Umgang mit Gefahrengütern wird überprüft

Der Staatsrat ordnete im ganzen Land eingehende Untersuchungen an, wie mit gefährlichen Chemikalien und Explosivstoffen umgegangen wird. Die Lehren aus dem Unglück seien "äußerst tiefgreifend", fand die Kommission für Arbeitssicherheit. Das Unglück in dem Gefahrgutlager "enthüllt einen Mangel an Sicherheitsbewusstsein bei Unternehmen und eine lockere Umsetzung von Sicherheitsvorschriften", zitierte Xinhua.

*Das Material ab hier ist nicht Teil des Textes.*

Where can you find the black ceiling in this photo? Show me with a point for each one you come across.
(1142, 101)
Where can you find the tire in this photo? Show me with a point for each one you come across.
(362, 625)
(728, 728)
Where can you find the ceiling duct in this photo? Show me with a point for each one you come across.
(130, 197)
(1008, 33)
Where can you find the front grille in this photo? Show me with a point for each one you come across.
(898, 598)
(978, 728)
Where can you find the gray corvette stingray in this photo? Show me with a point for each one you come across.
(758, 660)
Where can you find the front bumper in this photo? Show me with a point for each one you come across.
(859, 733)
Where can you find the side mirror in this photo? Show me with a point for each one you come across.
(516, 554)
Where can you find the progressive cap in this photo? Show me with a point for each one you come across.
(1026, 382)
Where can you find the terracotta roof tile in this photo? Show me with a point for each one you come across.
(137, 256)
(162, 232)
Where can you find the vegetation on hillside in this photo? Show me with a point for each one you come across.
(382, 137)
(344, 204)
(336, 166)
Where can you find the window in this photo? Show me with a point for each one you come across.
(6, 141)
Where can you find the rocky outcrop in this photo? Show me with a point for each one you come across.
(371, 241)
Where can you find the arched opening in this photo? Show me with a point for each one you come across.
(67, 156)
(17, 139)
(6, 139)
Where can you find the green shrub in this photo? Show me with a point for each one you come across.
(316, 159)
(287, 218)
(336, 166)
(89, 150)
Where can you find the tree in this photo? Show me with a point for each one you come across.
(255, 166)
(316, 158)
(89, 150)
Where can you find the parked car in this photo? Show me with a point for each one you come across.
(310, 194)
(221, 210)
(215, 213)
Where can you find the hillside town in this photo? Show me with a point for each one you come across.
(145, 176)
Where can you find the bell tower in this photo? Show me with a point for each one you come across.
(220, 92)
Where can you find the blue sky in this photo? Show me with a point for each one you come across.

Andere Probleme seien eine "unangemessene Handhabung von Gefahrgütern an Häfen, uneinheitliche Praktiken unter Arbeitern, schwache Reaktion von Rettungskräften auf Zwischenfälle und lasche Aufsicht durch Behörden", zitierte die Staatsagentur aus einer Anweisung der Kommission. Behörden auf allen Ebenen müssten den Umgang mit solchen Gefahrgütern strenger kontrollieren. Das Chemikalienlager in Tianjin lag nur 500 bis 600 Meter von großen Wohnsiedlungen entfernt. (APA, 15.8.2015)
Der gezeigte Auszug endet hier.